The Haunting Question and Paralysis

“If you could write anything, what would you write?”

Write that.

This is arguably the simplest and most fundamental question posed to all writers, yet is also the most daunting.

I cannot shake it. It haunts me. The very fact that I am writing this is proof of that. I sit here, drinking my morning coffee, a half hour before I start my workday feeling like I could do anything I choose for the next 30 minutes. I want to write but do not have a project prepared—-no prompt, no goal, no purpose. So, I ask myself, as I often do, “If you could write anything, what would you write?”

Frankly, I know the answer.

I know exactly WHAT I want to write and WHY I want to write it. It was evident in that handwritten journal entry I shared last week (pictured above). It’s been evident since 2006, when I had finished my feature film trilogy that I completed during my college years, while I was unemployed and living in California with delusions of grandeur, when I sat in the spare bedroom of my buddy’s house.

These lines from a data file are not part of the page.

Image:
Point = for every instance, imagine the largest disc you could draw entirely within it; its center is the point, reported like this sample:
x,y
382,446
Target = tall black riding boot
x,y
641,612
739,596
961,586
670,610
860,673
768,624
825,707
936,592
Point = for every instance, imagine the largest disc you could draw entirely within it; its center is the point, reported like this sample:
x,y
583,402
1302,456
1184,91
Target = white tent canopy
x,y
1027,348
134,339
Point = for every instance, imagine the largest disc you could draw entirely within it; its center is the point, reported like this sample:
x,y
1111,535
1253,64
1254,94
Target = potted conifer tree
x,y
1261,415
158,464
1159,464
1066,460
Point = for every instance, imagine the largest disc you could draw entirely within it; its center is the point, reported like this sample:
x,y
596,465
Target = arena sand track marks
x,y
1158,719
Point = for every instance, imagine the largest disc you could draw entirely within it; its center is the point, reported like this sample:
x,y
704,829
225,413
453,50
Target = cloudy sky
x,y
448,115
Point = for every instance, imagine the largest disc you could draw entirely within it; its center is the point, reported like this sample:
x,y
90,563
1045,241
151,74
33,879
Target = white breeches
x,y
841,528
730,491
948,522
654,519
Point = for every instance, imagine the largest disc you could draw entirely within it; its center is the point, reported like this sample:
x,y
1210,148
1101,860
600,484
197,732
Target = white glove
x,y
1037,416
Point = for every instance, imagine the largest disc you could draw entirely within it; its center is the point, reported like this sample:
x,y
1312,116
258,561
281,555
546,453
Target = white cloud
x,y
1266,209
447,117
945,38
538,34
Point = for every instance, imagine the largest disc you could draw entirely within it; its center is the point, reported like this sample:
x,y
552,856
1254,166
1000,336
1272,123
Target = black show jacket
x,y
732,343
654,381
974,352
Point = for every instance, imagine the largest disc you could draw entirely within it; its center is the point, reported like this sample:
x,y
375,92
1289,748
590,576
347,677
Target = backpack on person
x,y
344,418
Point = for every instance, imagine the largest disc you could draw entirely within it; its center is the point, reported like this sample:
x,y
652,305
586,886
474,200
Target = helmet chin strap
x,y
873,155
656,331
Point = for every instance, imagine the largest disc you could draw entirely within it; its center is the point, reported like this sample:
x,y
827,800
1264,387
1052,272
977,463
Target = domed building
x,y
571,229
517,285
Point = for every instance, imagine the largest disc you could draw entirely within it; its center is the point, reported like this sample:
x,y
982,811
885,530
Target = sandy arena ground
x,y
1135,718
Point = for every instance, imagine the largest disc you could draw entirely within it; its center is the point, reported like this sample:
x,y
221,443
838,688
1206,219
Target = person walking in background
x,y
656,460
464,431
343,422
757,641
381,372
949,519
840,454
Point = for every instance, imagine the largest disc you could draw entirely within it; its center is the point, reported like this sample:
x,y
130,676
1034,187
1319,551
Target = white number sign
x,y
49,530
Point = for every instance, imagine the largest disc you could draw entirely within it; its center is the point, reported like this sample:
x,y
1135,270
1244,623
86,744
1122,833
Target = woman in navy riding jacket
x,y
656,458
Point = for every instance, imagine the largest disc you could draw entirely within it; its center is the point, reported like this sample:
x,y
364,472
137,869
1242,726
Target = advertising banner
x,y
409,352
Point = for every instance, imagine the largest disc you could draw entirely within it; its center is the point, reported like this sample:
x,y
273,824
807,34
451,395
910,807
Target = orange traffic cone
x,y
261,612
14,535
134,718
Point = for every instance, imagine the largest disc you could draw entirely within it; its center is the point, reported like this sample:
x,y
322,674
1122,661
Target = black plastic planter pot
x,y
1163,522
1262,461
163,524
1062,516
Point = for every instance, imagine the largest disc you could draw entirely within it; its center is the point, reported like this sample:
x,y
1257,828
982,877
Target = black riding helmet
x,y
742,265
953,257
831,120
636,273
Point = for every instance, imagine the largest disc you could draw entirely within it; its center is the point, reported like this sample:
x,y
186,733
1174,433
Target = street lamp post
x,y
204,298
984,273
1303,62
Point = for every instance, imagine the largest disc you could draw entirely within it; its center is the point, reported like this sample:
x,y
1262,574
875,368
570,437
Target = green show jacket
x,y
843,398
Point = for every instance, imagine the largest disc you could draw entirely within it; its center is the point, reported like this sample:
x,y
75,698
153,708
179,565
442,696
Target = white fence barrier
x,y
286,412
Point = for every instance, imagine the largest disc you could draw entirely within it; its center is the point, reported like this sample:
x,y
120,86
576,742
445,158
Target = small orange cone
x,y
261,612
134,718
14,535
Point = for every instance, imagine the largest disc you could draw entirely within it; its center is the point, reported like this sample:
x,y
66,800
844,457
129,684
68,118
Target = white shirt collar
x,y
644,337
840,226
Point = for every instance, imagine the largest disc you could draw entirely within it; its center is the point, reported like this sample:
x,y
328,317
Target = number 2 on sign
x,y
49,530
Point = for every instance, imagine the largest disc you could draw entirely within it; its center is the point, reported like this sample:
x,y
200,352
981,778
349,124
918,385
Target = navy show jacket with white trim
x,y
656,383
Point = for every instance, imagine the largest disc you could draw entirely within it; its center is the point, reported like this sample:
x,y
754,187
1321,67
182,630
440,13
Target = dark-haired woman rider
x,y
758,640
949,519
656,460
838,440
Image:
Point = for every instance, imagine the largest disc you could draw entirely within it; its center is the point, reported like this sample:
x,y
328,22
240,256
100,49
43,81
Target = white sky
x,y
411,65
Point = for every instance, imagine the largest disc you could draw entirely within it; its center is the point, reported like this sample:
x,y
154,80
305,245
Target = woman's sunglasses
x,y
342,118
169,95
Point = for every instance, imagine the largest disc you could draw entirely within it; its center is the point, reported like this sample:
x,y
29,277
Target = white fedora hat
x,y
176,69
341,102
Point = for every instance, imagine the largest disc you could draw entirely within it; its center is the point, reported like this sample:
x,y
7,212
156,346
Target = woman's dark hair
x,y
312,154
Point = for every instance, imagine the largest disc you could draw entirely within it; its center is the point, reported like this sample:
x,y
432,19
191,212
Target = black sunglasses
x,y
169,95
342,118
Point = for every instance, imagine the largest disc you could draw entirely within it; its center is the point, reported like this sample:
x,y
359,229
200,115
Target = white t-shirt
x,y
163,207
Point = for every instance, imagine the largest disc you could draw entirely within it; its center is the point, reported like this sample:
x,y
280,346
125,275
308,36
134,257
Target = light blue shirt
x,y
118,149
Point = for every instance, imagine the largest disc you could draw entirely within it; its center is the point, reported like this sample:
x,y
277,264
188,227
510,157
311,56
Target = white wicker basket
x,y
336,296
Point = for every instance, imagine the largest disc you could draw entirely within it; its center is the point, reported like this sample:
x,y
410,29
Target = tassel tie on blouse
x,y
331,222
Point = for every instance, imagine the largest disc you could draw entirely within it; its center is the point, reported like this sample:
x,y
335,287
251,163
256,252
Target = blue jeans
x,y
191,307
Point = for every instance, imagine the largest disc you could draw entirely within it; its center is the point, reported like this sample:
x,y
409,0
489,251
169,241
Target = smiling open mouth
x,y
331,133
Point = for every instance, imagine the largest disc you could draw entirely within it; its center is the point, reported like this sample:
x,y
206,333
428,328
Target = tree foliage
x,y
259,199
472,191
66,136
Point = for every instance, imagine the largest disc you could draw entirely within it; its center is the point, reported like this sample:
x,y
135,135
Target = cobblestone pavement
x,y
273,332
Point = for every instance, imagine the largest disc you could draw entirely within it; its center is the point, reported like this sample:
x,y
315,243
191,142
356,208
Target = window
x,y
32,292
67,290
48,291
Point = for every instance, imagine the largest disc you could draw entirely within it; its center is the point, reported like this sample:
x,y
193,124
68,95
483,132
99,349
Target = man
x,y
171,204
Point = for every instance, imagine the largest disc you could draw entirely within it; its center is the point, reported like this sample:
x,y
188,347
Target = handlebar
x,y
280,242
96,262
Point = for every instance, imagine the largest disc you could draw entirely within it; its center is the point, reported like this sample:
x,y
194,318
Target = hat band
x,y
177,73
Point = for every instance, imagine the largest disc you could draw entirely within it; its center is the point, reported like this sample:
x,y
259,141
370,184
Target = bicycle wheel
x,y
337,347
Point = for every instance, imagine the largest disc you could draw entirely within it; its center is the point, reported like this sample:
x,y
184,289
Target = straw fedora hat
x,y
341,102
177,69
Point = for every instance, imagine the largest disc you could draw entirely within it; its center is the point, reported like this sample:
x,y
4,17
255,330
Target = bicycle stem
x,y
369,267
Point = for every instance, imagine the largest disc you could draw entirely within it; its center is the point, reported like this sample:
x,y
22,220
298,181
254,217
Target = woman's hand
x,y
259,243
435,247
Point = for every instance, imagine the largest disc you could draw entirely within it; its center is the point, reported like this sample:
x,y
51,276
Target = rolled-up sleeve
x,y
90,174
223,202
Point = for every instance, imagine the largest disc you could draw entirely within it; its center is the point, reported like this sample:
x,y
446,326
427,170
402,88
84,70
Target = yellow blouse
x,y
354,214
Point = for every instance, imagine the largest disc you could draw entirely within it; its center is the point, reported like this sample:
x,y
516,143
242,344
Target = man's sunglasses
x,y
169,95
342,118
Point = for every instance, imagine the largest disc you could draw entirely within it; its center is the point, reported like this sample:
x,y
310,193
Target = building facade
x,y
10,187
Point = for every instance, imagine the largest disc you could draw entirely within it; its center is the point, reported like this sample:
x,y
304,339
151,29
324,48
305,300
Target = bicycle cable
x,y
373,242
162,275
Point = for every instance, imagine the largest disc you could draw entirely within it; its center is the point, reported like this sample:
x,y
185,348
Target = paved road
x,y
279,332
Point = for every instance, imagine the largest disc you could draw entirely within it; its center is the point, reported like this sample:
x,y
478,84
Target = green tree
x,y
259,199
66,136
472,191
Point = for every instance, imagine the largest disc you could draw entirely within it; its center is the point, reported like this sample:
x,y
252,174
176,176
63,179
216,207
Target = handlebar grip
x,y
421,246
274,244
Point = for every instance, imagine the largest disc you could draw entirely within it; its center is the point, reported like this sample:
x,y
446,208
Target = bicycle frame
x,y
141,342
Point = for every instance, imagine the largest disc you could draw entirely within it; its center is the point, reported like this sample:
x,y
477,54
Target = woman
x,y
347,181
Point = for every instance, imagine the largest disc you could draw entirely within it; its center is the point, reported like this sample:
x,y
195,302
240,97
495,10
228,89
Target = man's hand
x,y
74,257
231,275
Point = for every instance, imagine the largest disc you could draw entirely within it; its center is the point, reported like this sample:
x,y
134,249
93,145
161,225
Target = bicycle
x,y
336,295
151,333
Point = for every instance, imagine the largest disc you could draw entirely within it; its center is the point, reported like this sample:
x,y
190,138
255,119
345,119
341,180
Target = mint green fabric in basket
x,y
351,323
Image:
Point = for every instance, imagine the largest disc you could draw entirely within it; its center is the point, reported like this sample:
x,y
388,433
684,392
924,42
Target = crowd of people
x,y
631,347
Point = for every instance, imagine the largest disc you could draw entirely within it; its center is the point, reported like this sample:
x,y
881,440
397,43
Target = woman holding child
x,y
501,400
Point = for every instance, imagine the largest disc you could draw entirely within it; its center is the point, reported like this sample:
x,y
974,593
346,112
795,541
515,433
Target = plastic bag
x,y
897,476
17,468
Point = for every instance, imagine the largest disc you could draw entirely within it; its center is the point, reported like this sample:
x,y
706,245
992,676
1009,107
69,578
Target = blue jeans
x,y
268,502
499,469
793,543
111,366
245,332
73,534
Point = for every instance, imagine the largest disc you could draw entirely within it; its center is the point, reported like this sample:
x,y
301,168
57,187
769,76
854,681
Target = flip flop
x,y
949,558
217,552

Back then, However, I only had the WHAT, not the WHY. I had the concept but not its function; I knew what I wanted to create but not for whom and why they’d need it.

Now I know.

And I’m terrified.

This undertaking—-this idea I have—-it will not be an easy task. Not one bit.

But maybe that’s the whole point of why I am stuck: I know just how hard it is going to be. And I know that it will prove even more difficult than I anticipate. I know what I want to do, why I want to do it, and for whom I want to do it.

Which kinda leads to a second haunting question,”Do I love them enough to get it done?”